New books: Spicy secrets | Sunday Observer

New books: Spicy secrets

23 September, 2018

Kulubadu Rahas 
Author: Sagarika Dissanayeke,
Publisher: Kalana Prakashana
Pages: 179

Any woman who cooks would keep spices and a few herbs in her kitchen. Unknowingly, she contributes to the health of her family by adding those spices and herbs into her various preparations. Many ailments could be alleviated through the proper consumption of spices and herbs. Further, there are beauty secrets in consuming spices and herbs as well. Many such secrets are revealed to the public in a recently published book in Sinhala. ‘Kulubadu Rahas’ (The secrets of spices) brings to the reader not only the effects of spices and herbs to the human body, but how, how much, and when to use them to lead a healthy life.

For instance, black pepper is a spice stored in any Sri Lankan kitchen. Most housewives know that it has medicinal properties and alleviates problems caused by phlegm and/or indigestion. But, little do they know about the memory boosting power that black pepper contains. KulubaduRahas, would give its reader the recipe and when and how to use this spice to increase memory power.
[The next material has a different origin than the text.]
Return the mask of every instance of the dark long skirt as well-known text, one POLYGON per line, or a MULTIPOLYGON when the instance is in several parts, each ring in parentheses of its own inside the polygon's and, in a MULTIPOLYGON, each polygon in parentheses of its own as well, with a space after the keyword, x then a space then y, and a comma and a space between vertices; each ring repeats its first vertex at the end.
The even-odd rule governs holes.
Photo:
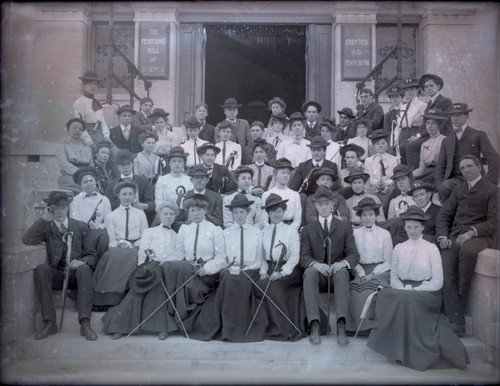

Mint, is a well liked herb in the country and the reader will learn how it could be used to cure severe vomiting.

The book is written in an easy to read style. However, it disseminates a wealth of information. Starting with the general introduction of a spice or herb it goes on to discuss its content and properties, based on scientific discoveries. Moving on to its uses, it discourses its use along with a description of how to use it properly, in order to achieve the specific purpose. It is a book that would grab the interest of the reader and could be read cover to cover, in one sitting.

The sixth book authored by Journalist, Sagarika Dissanayeke, ‘Kulubadu Rahas’ is the result of her research and consultations with specialists in modern, traditional and Ayurvedic medicine as well as chemical scientists. Initially, looking at 23 spices and herbs popularly used in the kitchen, the author hopes to continue the series to cover all the ingredients that titillate the Sri Lankan palate.